Early this morning, Together.ai, a renowned large model training platform, in collaboration with Agentica, open-sourced an innovative AI Agent framework called DeepSWE.
DeepSWE is built upon Alibaba's recently open-sourced Qwen3-32B model and is trained entirely using reinforcement learning.
In addition to the weights, all content including training methods, logs, and datasets has been open-sourced to help developers delve into and improve the Agent.
Open-source address: https://huggingface.co/agentica-org/DeepSWE-Preview
According to SWE-Bench-Verified test data, DeepSWE was evaluated with a maximum context length of 64k and 100 maximum environment steps, achieving a Pass@1 accuracy of 42.2% averaged over 16 runs. Performance further improved to 59% when using mixed test-time scaling (TTS), surpassing all open-source Agent frameworks and ranking first.
DeepSWE demonstrates the effectiveness and immense potential of training solely with reinforcement learning. Compared to other open-source models, DeepSWE-Preview achieves the best performance without relying on distillation or SFT from stronger proprietary teacher models.
DeepSWE's training is based on the rLLM framework, a system for post-training language agents. The model was trained for 6 days on 64 H100 GPUs on 4500 real-world SWE tasks from the R2E-Gym training environment. These tasks cover complex scenarios ranging from solving GitHub issues to implementing new code features and debugging, reflecting the diversity and complexity of real-world software engineering.
During training, DeepSWE-Preview learns to navigate extensive codebases, apply targeted code edits, run shell commands for building and testing, and iteratively optimize and validate solutions when addressing actual pull requests through interaction with the environment.

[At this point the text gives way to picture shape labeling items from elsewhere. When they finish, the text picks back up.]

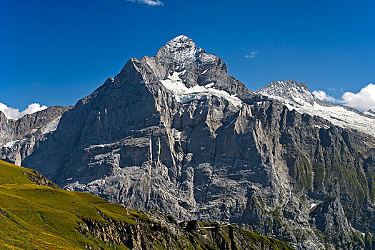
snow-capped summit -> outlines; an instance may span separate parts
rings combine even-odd
[[[195,61],[197,51],[196,44],[186,36],[181,35],[171,39],[161,47],[155,57],[174,63],[176,70],[183,70]]]
[[[334,125],[375,136],[375,114],[317,99],[307,86],[293,80],[275,81],[256,91],[284,103],[289,109],[321,116]]]
[[[307,88],[306,84],[293,80],[274,81],[256,93],[276,98],[283,98],[296,103],[306,102],[311,105],[319,103],[318,99]]]
[[[186,36],[176,36],[154,57],[142,60],[180,103],[215,96],[239,107],[241,101],[236,95],[249,92],[244,84],[228,75],[226,64],[219,56],[206,53]]]

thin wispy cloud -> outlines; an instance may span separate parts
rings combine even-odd
[[[345,92],[339,99],[328,95],[322,90],[314,91],[313,94],[321,101],[340,103],[364,111],[375,111],[375,84],[372,83],[361,89],[358,93]]]
[[[24,116],[25,114],[30,114],[39,111],[40,110],[46,109],[46,106],[41,105],[39,104],[29,104],[24,111],[20,111],[18,109],[8,106],[6,104],[0,102],[0,111],[2,111],[6,118],[16,120]]]
[[[149,6],[161,6],[164,4],[160,0],[126,0],[128,1],[134,1],[139,4],[145,4]]]
[[[246,58],[254,58],[259,51],[254,51],[250,53],[249,55],[245,55]]]

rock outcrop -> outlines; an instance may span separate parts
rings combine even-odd
[[[57,129],[62,114],[71,108],[51,106],[16,121],[8,119],[0,111],[1,159],[20,166],[22,159],[33,152],[35,144]]]

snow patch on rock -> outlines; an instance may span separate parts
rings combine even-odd
[[[188,88],[179,77],[184,74],[184,71],[174,72],[166,79],[160,81],[167,89],[172,91],[174,97],[177,101],[185,104],[193,100],[205,100],[212,96],[216,96],[228,100],[235,106],[242,106],[242,101],[239,98],[231,95],[224,90],[212,88],[214,83],[205,86],[196,85],[191,88]]]
[[[52,132],[56,130],[57,126],[59,126],[59,122],[60,122],[61,118],[61,116],[55,118],[50,123],[49,123],[47,126],[46,126],[44,129],[43,129],[41,134],[48,134],[49,132]]]

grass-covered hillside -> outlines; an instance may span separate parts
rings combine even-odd
[[[39,173],[0,161],[1,249],[291,249],[233,226],[177,223],[87,193],[65,191]]]

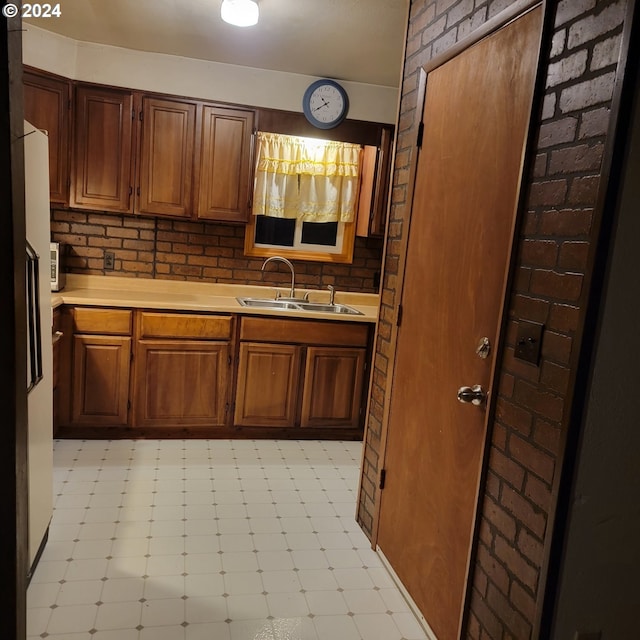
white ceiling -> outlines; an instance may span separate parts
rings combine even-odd
[[[221,0],[60,0],[60,18],[25,22],[84,42],[398,87],[408,3],[258,0],[259,23],[240,28],[222,22]]]

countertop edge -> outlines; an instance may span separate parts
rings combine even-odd
[[[282,288],[280,288],[282,290]],[[300,289],[309,292],[312,301],[326,302],[328,292],[320,289]],[[188,281],[167,281],[100,276],[73,276],[61,291],[51,294],[52,308],[62,305],[122,307],[131,309],[163,309],[206,313],[270,316],[334,320],[339,322],[376,323],[379,296],[376,294],[336,291],[335,302],[346,304],[362,315],[323,313],[318,311],[279,310],[244,307],[236,297],[274,297],[272,287],[253,285],[216,285]]]

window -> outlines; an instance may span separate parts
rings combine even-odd
[[[245,253],[351,262],[360,145],[258,133]]]

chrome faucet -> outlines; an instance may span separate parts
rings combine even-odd
[[[291,262],[289,260],[287,260],[286,258],[283,258],[282,256],[271,256],[270,258],[267,258],[263,263],[262,263],[262,268],[261,271],[264,271],[264,268],[273,261],[277,261],[277,262],[284,262],[289,269],[291,270],[291,291],[289,292],[289,297],[291,299],[296,297],[296,273],[295,270],[293,268],[293,265],[291,264]]]

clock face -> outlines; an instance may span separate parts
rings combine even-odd
[[[302,107],[311,124],[321,129],[329,129],[344,120],[349,100],[345,90],[336,82],[318,80],[307,89]]]

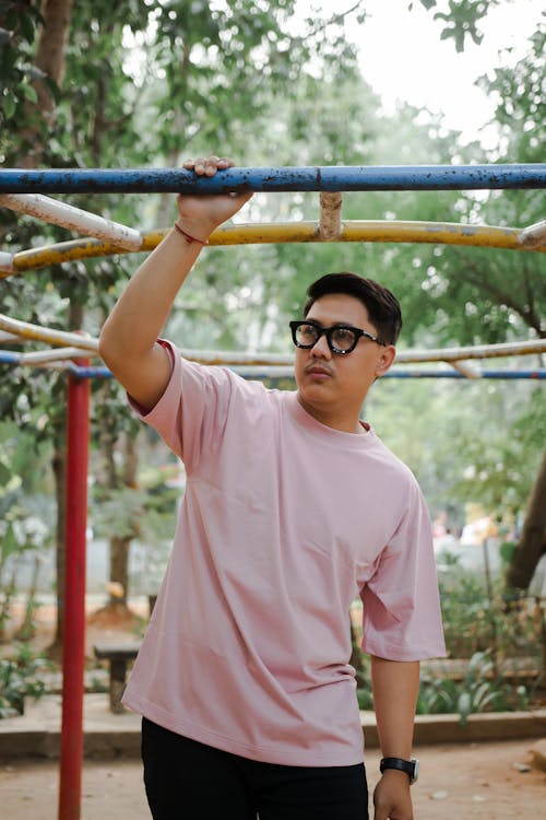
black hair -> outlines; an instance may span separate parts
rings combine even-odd
[[[327,273],[307,289],[304,317],[318,298],[329,293],[346,293],[360,300],[379,338],[387,344],[396,343],[402,328],[402,312],[396,296],[388,288],[373,279],[366,279],[348,271]]]

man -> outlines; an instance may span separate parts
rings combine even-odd
[[[198,175],[233,165],[189,161]],[[443,654],[430,520],[359,411],[394,360],[400,307],[324,277],[292,323],[297,393],[157,341],[212,231],[250,195],[183,196],[105,324],[100,354],[183,459],[187,488],[124,703],[143,715],[155,820],[363,820],[348,610],[364,601],[382,777],[376,820],[411,820],[418,661]]]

Regarding training methods, dataset management utilized 4500 problems from the R2E-Gym subset, filtering out issues from the same repositories as SWE-Bench-Verified to ensure data purity. All problems were mapped to a single Docker image for easy management and execution. The training environment was built around R2E-Gym, which can scalably manage high-quality executable SWE environments. The definition of states and actions includes executing Bash commands, searching files, editing files, and submitting task completions.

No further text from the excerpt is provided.